Grazie agli indici smart beta, per gli investitori è diventato relativamente facile affiancare fattori di premio e classi tradizionali nei propri modelli di Asset Liability Management (ALM) o nei processi di allocazione strategica degli asset. Il factor investing è proprio questo: investitori che allocano strategicamente fattori di premio in parallelo ai premi di rischio delle asset class tradizionali, trattandoli essenzialmente come investimenti analoghi.

"Non esiste un'unica allocazione fattoriale ideale"

Crediamo fermamente che non esista un'unica soluzione ottimale in termini di allocazione fattoriale dato che, per essere ideale, un portafoglio basato sul factor investing deve tener conto delle convinzioni e delle preferenze dei singoli investitori. Per esempio, il fattore low volatility è molto interessante per gli investitori che cercano protezione in caso di ribasso senza però voler sacrificare il potenziale di rendimento (come i fondi pensione che puntano a coefficienti di finanziamento stabili), ma lo è meno per chi vuole massimizzare i rendimenti più che contenere i rischi e per chi non apprezza l'elevato tracking error tipico delle strategie a bassa volatilità. 
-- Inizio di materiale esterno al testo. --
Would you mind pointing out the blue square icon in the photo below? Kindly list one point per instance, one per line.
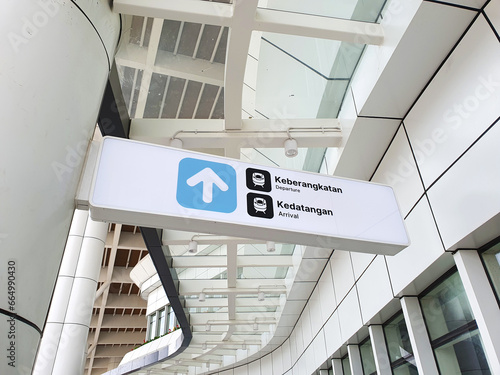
(206, 185)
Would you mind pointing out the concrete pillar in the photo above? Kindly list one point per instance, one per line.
(415, 324)
(377, 338)
(64, 342)
(355, 359)
(54, 61)
(482, 302)
(337, 366)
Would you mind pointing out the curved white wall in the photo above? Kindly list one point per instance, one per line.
(54, 68)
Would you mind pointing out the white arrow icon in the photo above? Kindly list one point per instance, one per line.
(208, 178)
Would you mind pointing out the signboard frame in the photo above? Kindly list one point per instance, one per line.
(215, 225)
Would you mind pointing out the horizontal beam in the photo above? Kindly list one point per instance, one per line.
(120, 275)
(222, 302)
(268, 20)
(243, 286)
(112, 351)
(118, 338)
(180, 66)
(255, 133)
(197, 11)
(122, 301)
(119, 321)
(243, 261)
(276, 21)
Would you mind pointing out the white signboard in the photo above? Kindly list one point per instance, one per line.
(154, 186)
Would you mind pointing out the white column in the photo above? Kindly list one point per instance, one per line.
(337, 366)
(482, 302)
(355, 359)
(415, 324)
(377, 338)
(64, 341)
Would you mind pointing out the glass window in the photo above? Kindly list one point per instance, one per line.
(346, 366)
(462, 355)
(367, 359)
(399, 346)
(491, 260)
(171, 321)
(161, 323)
(446, 307)
(453, 330)
(152, 326)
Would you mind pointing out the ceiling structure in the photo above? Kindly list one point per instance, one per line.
(118, 321)
(236, 79)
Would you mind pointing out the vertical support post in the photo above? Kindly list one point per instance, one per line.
(482, 302)
(422, 350)
(64, 342)
(377, 338)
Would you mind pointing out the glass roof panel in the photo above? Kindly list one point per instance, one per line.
(184, 65)
(302, 77)
(357, 10)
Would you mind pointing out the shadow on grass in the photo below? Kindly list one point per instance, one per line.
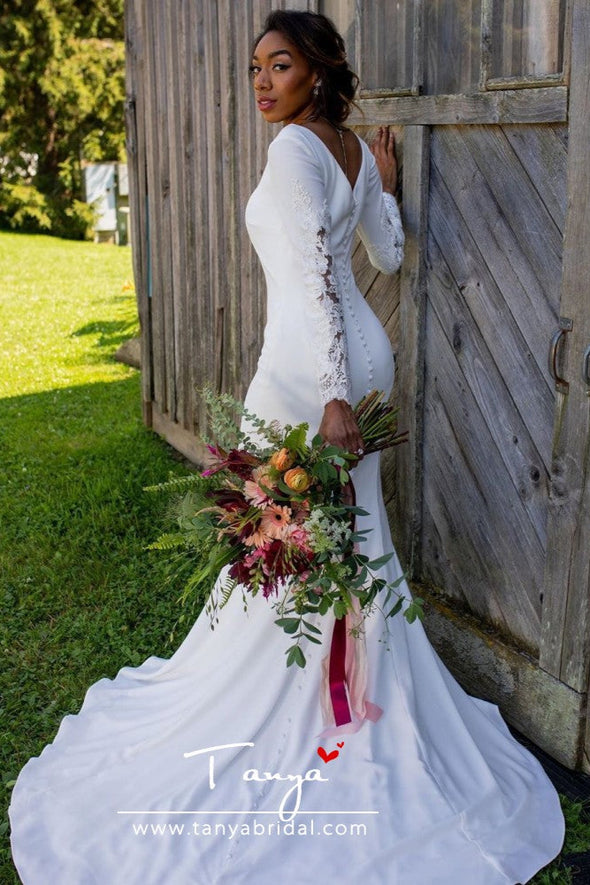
(80, 596)
(111, 333)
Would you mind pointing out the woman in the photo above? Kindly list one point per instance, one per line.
(204, 768)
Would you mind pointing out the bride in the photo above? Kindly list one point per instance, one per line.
(216, 767)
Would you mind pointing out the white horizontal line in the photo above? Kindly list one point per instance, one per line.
(286, 811)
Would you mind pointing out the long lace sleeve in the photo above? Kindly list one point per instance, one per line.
(297, 180)
(380, 225)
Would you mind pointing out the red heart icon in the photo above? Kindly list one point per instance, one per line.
(327, 756)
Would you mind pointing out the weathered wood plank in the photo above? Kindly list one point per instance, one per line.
(163, 54)
(512, 256)
(136, 153)
(565, 650)
(494, 366)
(406, 506)
(189, 197)
(542, 153)
(451, 37)
(200, 245)
(177, 144)
(462, 466)
(475, 250)
(154, 213)
(521, 206)
(491, 669)
(547, 105)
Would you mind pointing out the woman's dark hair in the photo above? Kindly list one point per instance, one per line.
(317, 39)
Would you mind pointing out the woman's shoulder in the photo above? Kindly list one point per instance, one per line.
(293, 138)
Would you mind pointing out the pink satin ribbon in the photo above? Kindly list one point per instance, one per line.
(344, 679)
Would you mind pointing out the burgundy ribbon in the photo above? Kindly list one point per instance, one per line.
(344, 677)
(338, 696)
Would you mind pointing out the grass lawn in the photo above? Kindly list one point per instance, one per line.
(79, 597)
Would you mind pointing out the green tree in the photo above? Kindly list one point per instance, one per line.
(62, 94)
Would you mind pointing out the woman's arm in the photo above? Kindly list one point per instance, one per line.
(298, 181)
(380, 226)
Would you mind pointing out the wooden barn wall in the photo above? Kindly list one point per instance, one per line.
(197, 148)
(497, 211)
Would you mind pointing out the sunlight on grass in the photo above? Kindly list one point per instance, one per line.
(79, 595)
(63, 304)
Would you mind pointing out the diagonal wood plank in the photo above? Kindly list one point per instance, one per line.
(523, 466)
(462, 466)
(519, 203)
(486, 305)
(544, 157)
(516, 270)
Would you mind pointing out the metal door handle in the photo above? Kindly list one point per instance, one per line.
(586, 369)
(565, 325)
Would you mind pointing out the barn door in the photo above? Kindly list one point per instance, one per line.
(477, 91)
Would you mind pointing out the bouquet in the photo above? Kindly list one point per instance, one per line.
(281, 518)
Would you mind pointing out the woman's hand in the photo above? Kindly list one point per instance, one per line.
(339, 427)
(383, 149)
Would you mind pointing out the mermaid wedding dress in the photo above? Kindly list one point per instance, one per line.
(204, 769)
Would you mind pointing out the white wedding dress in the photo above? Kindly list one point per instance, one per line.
(436, 792)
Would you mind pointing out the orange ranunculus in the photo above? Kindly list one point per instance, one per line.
(282, 460)
(275, 520)
(297, 479)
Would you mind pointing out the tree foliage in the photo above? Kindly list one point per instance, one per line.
(62, 96)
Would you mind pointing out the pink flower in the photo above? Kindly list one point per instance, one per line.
(255, 494)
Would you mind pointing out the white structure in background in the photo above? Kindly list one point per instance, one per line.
(107, 187)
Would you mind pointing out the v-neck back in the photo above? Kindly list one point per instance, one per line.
(328, 151)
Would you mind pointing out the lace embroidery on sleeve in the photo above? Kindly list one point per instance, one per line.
(389, 252)
(323, 302)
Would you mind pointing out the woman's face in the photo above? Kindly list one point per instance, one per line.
(283, 80)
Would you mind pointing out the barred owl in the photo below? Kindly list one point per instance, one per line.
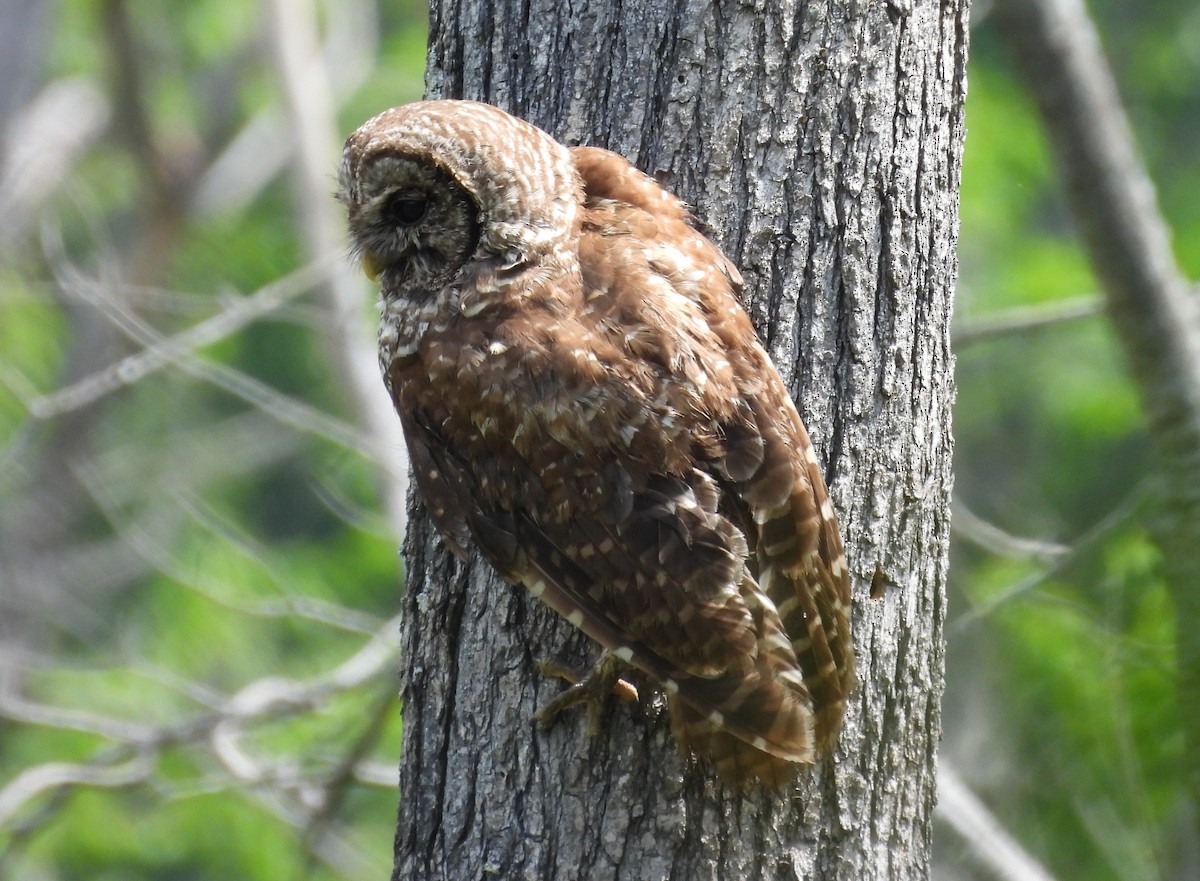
(586, 403)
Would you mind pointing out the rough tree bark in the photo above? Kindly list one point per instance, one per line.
(821, 141)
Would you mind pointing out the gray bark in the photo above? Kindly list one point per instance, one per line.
(822, 143)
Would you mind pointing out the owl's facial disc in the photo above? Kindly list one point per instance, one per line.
(415, 227)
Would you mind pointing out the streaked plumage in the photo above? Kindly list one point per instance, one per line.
(586, 402)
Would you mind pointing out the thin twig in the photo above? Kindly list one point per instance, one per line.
(1024, 319)
(990, 844)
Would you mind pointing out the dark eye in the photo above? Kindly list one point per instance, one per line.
(406, 210)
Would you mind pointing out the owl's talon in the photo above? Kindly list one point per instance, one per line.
(597, 690)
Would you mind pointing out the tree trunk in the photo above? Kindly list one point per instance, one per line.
(822, 143)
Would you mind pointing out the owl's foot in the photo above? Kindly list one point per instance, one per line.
(597, 690)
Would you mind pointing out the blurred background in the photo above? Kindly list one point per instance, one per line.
(202, 484)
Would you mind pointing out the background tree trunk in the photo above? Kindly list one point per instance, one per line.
(822, 143)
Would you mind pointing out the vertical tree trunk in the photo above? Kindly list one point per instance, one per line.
(821, 141)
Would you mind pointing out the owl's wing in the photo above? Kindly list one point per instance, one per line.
(661, 582)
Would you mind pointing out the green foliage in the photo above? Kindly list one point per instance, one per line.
(1080, 651)
(189, 557)
(185, 550)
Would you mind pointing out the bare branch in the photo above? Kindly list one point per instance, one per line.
(43, 778)
(233, 317)
(1025, 318)
(1155, 311)
(990, 844)
(43, 143)
(969, 525)
(305, 82)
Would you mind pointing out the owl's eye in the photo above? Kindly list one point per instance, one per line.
(406, 210)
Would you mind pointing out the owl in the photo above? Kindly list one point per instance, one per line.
(587, 406)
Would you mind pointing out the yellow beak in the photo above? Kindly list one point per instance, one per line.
(371, 267)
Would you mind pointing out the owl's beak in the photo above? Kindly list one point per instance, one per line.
(371, 265)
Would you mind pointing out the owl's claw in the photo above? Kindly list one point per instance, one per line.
(597, 690)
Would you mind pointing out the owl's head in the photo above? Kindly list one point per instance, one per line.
(435, 186)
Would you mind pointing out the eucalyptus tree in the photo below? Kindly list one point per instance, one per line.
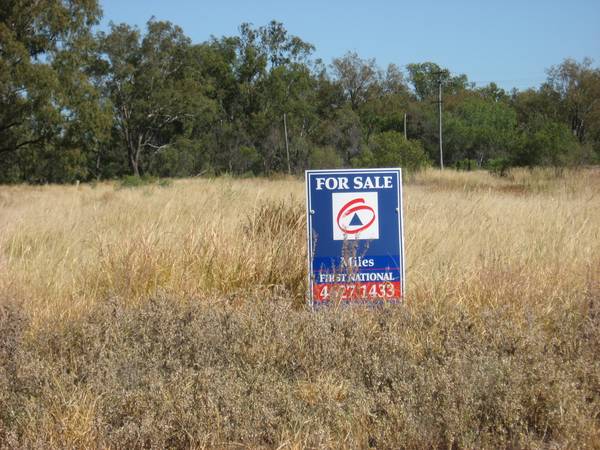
(43, 82)
(155, 89)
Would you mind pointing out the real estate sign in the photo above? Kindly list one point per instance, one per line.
(355, 236)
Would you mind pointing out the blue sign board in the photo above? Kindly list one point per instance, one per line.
(355, 236)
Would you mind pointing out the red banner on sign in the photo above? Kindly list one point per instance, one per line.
(371, 291)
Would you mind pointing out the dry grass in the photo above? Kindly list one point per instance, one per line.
(173, 317)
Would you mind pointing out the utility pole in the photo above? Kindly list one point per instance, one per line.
(287, 147)
(440, 114)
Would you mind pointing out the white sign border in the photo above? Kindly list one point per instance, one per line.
(310, 212)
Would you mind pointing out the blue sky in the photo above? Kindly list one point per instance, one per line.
(510, 42)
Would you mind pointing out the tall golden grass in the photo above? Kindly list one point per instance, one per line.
(174, 316)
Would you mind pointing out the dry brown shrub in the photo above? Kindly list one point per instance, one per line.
(175, 318)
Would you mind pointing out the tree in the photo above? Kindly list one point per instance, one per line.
(391, 149)
(39, 92)
(578, 86)
(479, 129)
(357, 77)
(425, 78)
(154, 89)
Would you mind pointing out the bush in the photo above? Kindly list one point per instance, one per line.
(132, 181)
(466, 164)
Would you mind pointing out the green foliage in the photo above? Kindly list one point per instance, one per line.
(78, 106)
(133, 181)
(391, 149)
(499, 166)
(466, 164)
(325, 158)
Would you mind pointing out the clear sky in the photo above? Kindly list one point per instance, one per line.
(511, 42)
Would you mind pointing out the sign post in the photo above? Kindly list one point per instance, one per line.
(355, 236)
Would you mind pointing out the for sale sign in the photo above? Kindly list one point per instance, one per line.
(355, 236)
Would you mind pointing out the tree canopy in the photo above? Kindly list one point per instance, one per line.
(79, 104)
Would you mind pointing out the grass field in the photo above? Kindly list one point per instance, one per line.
(173, 316)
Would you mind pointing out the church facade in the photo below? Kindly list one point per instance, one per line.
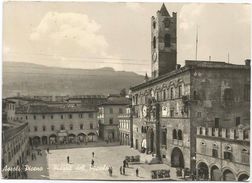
(168, 107)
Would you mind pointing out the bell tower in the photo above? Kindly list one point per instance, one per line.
(164, 42)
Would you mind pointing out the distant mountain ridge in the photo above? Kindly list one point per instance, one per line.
(34, 79)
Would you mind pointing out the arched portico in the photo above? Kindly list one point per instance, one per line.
(177, 158)
(36, 141)
(44, 140)
(243, 177)
(52, 139)
(150, 140)
(228, 175)
(71, 138)
(82, 137)
(215, 173)
(203, 171)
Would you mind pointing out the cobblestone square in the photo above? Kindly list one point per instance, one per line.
(55, 164)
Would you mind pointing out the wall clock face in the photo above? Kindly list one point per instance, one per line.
(154, 56)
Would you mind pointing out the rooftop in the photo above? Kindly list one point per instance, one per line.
(11, 129)
(190, 64)
(114, 100)
(45, 109)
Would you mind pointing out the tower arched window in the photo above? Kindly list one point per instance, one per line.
(180, 135)
(167, 40)
(154, 25)
(174, 134)
(154, 42)
(171, 94)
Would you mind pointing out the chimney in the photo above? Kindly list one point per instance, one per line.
(247, 62)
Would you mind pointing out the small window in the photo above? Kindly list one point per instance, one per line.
(228, 155)
(247, 92)
(167, 40)
(228, 94)
(166, 22)
(154, 25)
(180, 135)
(203, 147)
(62, 127)
(174, 134)
(164, 94)
(180, 91)
(237, 121)
(111, 121)
(217, 122)
(90, 115)
(171, 113)
(195, 97)
(164, 141)
(172, 94)
(154, 42)
(245, 156)
(215, 153)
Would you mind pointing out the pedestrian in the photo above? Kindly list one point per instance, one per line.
(121, 170)
(67, 159)
(137, 171)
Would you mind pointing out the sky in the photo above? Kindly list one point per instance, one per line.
(118, 35)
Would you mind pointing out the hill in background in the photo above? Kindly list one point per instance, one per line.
(33, 79)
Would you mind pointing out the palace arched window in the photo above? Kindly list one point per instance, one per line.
(180, 135)
(174, 134)
(154, 42)
(167, 40)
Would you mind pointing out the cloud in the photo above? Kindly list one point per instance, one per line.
(134, 6)
(74, 27)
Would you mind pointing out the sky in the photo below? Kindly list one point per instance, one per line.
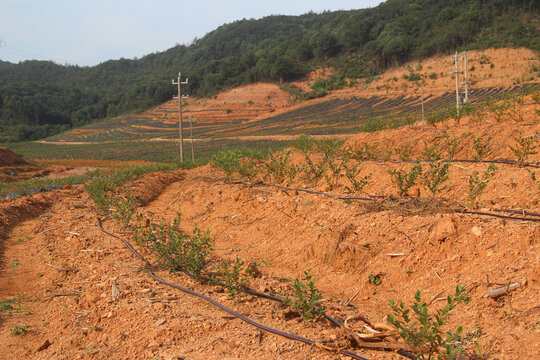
(88, 32)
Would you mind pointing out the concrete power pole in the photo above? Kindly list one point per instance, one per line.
(455, 69)
(179, 82)
(423, 116)
(465, 56)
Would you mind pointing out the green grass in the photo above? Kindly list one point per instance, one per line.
(163, 152)
(16, 189)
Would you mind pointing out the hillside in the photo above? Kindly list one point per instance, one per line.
(70, 290)
(267, 111)
(40, 98)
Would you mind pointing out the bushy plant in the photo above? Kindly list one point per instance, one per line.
(404, 180)
(436, 175)
(278, 167)
(432, 151)
(175, 249)
(352, 174)
(482, 147)
(477, 183)
(305, 298)
(423, 331)
(523, 148)
(234, 276)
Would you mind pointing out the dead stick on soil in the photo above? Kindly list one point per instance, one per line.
(495, 293)
(435, 271)
(434, 298)
(58, 267)
(353, 297)
(44, 231)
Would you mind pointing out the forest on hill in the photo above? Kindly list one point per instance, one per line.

Come implementare il factor investing

Dopo aver proceduto all'allocazione strategica dei fattori, gli investitori hanno diversi modi per implementare la propria strategia di factor investing. Innanzitutto devono decidere se seguire gli indici fattoriali pubblici, tra cui gli indici ponderati in base ai fondamentali e l'indice Minimum Variance, oppure ricorrere ad approcci esclusivi. Chi opta per la prima soluzione potrebbe seguire un indice smart beta per ciascun fattore. L'alternativa sono gli approcci esclusivi, che puntano su singoli fattori distinti oppure su più fattori simultanei, utilizzando un modello integrato.

Riteniamo che, sebbene gli indici smart beta siano un ottimo strumento per esporsi ai fattori di premio, si possa avere risultati migliori evitado di incorrere nelle insidie di questi indici:
  • l'esposizione ai fattori fornita dagli indici smart beta non è la più efficace
  • gli indici smart beta possono esporre gli investitori a rischi non remunerativi
  • gli indici smart beta basati su un unico fattore spesso sono in contrasto con altri fattori di comprovata efficacia
  • gli indici smart beta sono vulnerabili in caso di posizioni troppo affollate e di arbitraggio sugli indici
  • gli indici smart beta possono implicare un'eccessiva rotazione

Le soluzioni di Robeco sono pensate per offrire un'esposizione più efficiente ai fattori, evitando le insidie appena descritte.

Confusione sul concetto di factor investing

Per esperienza sappiamo che il concetto di factor investing può generare confusione. Per esempio, gli investitori istituzionali che si dichiarano interessati al factor investing ci dicono di non aver nessuna intenzione di selezionare autonomamente fattori e relative ponderazioni, ritenendolo compito dei gestori. Nel loro caso, un prodotto quantitativo tradizionale potrebbe effettivamente essere più adatto. Naturalmente si può ribattere che è solo una questione di terminologia, ma dare due definizioni di un unico concetto ci pare fuorviante.